The tornado-resistance of Monolithic Dome structures will be one of the featured topics at the Rebuild Joplin Strong workshop scheduled for July 8 and 9 on the campus of Missouri Southern State University. David B. South, president of the Monolithic Dome Institute, is slated to speak at the event, which is designed to bring survivors, planners, and builders together with experts in storm-resistant, green construction practices.
“These are the people who know how to recover from a disaster like ours and can help make the city more storm-resistant and environmentally sustainable in the future,” said Missouri State Rep. Bill White, R-Joplin, in announcing the workshop. Monolithic Domes are steel-reinforced, concrete structures that meet the Federal Emergency Management Agency’s standards for near-absolute protection from tornadoes and hurricanes. They are used as homes, schools, churches and commercial facilities.

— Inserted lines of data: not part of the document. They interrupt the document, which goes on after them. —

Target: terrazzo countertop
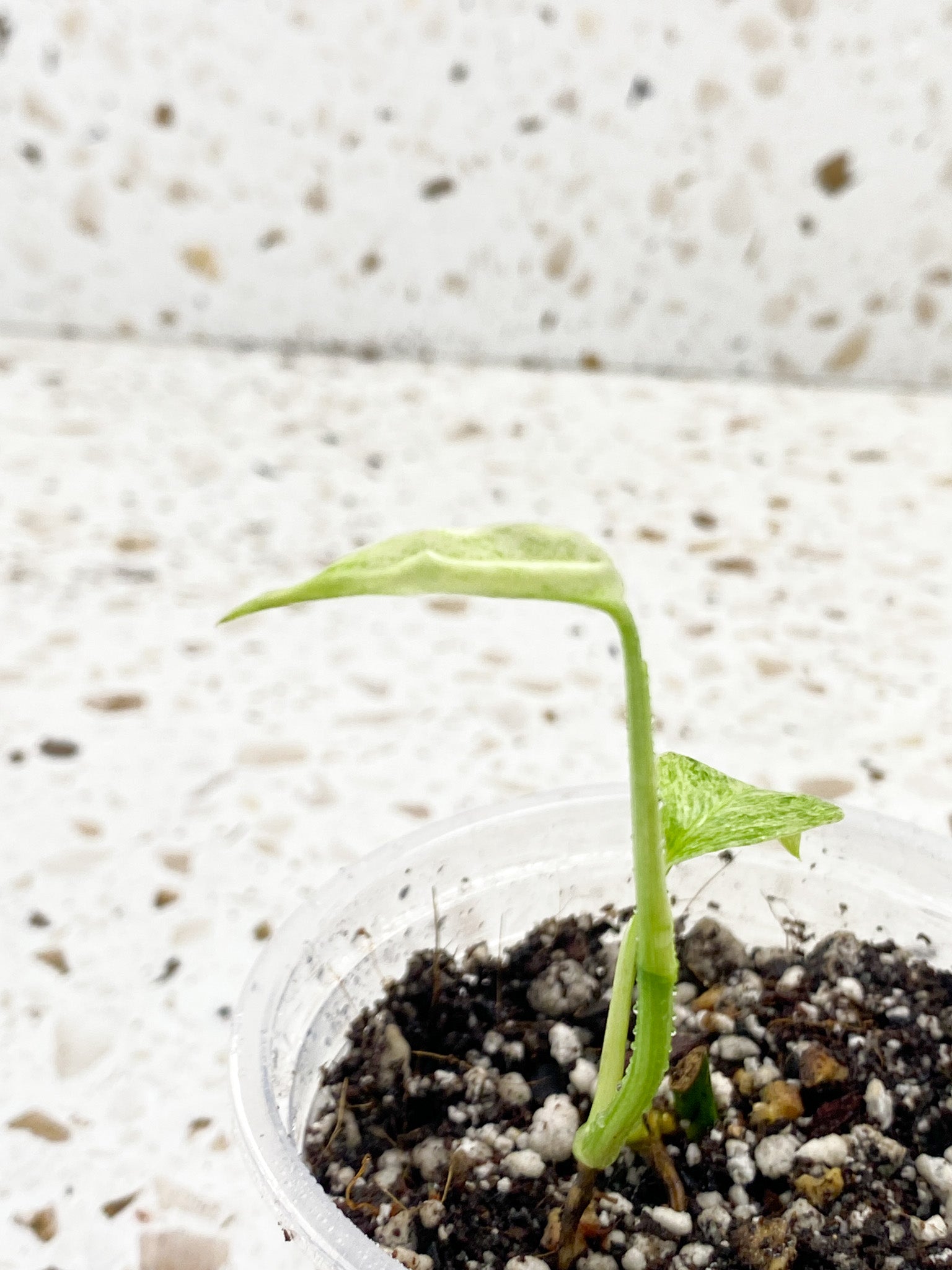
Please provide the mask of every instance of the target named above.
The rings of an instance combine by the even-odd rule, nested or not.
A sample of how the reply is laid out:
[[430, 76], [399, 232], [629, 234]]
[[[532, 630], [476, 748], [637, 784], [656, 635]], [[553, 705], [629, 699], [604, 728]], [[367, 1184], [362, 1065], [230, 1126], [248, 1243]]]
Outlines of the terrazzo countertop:
[[576, 526], [660, 745], [948, 833], [948, 398], [8, 340], [0, 403], [3, 1270], [300, 1266], [230, 1123], [260, 941], [428, 817], [623, 779], [598, 615], [216, 630], [261, 588], [414, 526]]
[[952, 8], [3, 0], [0, 329], [952, 384]]

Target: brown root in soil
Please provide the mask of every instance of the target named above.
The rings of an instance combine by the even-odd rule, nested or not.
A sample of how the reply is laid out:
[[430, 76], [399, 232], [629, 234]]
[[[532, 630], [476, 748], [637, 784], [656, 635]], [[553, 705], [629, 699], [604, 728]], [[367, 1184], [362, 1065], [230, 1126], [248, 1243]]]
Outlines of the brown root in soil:
[[569, 1199], [565, 1201], [565, 1208], [562, 1209], [556, 1255], [557, 1270], [571, 1270], [578, 1257], [586, 1250], [585, 1240], [579, 1232], [579, 1223], [595, 1194], [597, 1177], [598, 1173], [594, 1168], [579, 1165], [579, 1171], [572, 1179], [569, 1191]]

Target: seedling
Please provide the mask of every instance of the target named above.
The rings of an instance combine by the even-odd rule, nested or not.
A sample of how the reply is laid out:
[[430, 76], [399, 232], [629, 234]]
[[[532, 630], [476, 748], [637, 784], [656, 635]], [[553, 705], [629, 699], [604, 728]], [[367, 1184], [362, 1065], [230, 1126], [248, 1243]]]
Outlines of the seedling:
[[[773, 838], [798, 856], [803, 831], [839, 820], [843, 813], [815, 798], [755, 789], [684, 754], [655, 759], [647, 668], [625, 585], [605, 552], [570, 530], [501, 525], [402, 533], [344, 556], [298, 587], [267, 592], [222, 621], [306, 599], [432, 593], [584, 605], [607, 613], [621, 638], [636, 908], [621, 940], [595, 1096], [575, 1139], [580, 1172], [592, 1177], [644, 1135], [645, 1116], [668, 1071], [678, 977], [668, 870], [712, 851]], [[637, 1025], [626, 1068], [636, 986]], [[708, 1107], [689, 1114], [703, 1118]]]

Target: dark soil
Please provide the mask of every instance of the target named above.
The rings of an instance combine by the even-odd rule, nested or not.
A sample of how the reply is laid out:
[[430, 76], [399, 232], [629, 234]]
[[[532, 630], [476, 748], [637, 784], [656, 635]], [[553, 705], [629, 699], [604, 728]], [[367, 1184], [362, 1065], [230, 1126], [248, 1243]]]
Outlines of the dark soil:
[[[354, 1022], [306, 1157], [411, 1270], [555, 1265], [619, 921], [416, 954]], [[580, 1270], [952, 1266], [952, 974], [845, 932], [749, 951], [710, 918], [678, 952], [673, 1062], [710, 1046], [721, 1120], [665, 1135], [683, 1213], [641, 1153], [600, 1175]]]

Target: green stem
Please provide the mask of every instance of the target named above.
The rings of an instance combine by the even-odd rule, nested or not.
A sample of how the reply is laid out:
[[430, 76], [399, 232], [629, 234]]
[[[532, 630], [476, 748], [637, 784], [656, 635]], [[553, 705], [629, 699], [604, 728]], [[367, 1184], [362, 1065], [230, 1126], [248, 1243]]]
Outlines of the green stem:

The workshop was organized in response to the EF-5 tornado that struck Joplin on May 22, killing 158 people. It was one of the nation’s single deadliest tornadoes.
The disaster recovery that occurred in Greensburg, Kansas, will be the focus of the workshop’s first session planned for Friday. A powerful tornado destroyed 95 percent of the town in 2007, but the community has since become a model of sustainable rebuilding.
On Saturday, organizers have planned three focus sessions aimed at coupling immediate concerns about safety with long-term economic benefits associated with well-built structures.
“We are always saddened when we see the loss of life and property that often occurs during severe storms like the one that hit Joplin,” said South, who along with his brothers invented and patented the process for building Monolithic Domes. “But events like this workshop make us hopeful that lives can be saved in the future through the construction of safer, better structures that are also energy efficient and green.”